You’ve covered nearly the entire globe so I won’t ask you to name a favorite place. But is there any one region or destination that calls you back and excites you more than others? What sets it apart from all of the other incredible destinations you’ve led expeditions to?

Southeast Alaska in the summer is an experience that resonated with me to my core the first time I worked there and still fills me with a delightfully overwhelming sense of otherworldly awe. The thriving marine wildlife, the squishy temperate forests, spectacular cold water diving, and perhaps most of all, the towering tidewater glaciers with blues that will sear themselves into your memory.

What is the most surprising thing you’ve encountered on an expedition?

I once came back to the landing after a hike and found a juvenile brown bear taking a nap on top of all of the life jackets we had tidily stashed above the high tide line. 

What is something you think most people don’t consider regarding expedition travel to faraway places? 

I am a big advocate of taking time to deliberately do nothing. This might sound a bit silly at first but the most immersive experience you can have in these remote locations is to take a few minutes of pure quiet. Take a break from the fascinating but incessant bird facts and witty conversation from your guide to sit down on the tundra or stop paddling amongst the ice, and just soak in the expansive tranquility of where you are. I promise you it’s worth it. 

What is the best part about the EYOS experience for our guests?

That the EYOS experience is really tailored to each group and more specifically to their specific interests. Being able to curate an expedition ahead of time, or even in the field, is a real privilege and isn’t something that a more commercial operation is able to provide. Being able to just stay at a location after an amazing day and just do it again can often be arranged.

What initially drew you to EYOS?

A brief lapse of imposter syndrome.

What drives you to continue to travel to remote places?

I am under no illusions that we are drawing the lines on the map of human exploration, but there is a sense that you are helping with the shading and that still feels very special. It’s a consistent privilege to be able to be at the edges of that map in so many directions.

What do you consider to be the most important tenet of expedition travel?

If Plan B starts to look better than Plan A, swap the letters around. Embracing the spontaneity of the expedition is what it’s all about. Skip lunch to watch whales, kayak when it’s glassy calm in the morning, and stay up past your bedtime to watch the northern lights. The epic moments are constantly happening, you just need to be there for them.

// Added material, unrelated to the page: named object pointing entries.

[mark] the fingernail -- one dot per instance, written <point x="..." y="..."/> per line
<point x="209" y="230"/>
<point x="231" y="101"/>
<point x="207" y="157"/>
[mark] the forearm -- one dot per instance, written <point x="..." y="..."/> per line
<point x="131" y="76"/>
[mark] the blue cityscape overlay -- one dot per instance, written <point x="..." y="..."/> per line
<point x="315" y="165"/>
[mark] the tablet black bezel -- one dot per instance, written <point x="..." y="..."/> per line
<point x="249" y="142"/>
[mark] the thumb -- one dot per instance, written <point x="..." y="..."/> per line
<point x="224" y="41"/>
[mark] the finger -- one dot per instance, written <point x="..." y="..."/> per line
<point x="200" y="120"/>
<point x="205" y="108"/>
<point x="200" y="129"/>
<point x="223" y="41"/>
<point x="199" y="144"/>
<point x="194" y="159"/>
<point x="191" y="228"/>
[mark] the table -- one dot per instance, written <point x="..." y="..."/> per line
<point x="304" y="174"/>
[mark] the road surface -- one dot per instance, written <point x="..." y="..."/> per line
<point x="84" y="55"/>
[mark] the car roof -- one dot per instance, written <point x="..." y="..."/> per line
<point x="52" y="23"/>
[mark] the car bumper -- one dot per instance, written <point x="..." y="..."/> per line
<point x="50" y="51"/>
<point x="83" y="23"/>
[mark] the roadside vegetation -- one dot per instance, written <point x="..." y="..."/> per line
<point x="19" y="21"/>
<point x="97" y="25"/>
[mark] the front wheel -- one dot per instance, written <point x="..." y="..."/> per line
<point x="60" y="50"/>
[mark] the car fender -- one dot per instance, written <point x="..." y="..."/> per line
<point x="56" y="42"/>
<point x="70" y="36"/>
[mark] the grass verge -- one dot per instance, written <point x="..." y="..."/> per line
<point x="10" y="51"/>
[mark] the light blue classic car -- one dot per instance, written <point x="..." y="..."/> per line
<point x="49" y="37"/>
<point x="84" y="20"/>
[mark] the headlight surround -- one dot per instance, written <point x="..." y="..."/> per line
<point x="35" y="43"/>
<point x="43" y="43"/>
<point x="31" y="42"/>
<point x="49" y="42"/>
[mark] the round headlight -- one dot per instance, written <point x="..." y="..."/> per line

How does your work at EYOS support your passion for preserving the wild corners of the globe?

I truly believe the more that people see of our planet, the more they’ll care about preserving it. 

How has the concept of expedition travel evolved over the years, and what trends do you see shaping the industry in the future?

I think expedition travel used to be “Can we make this happen?” and has turned into “How do we make this happen?”. What is now logistically possible due to the advances in technology is constantly exceeding the limitations of the past. Looking ahead, the next question for the industry and a rapidly changing planet is, “How should we make this happen?”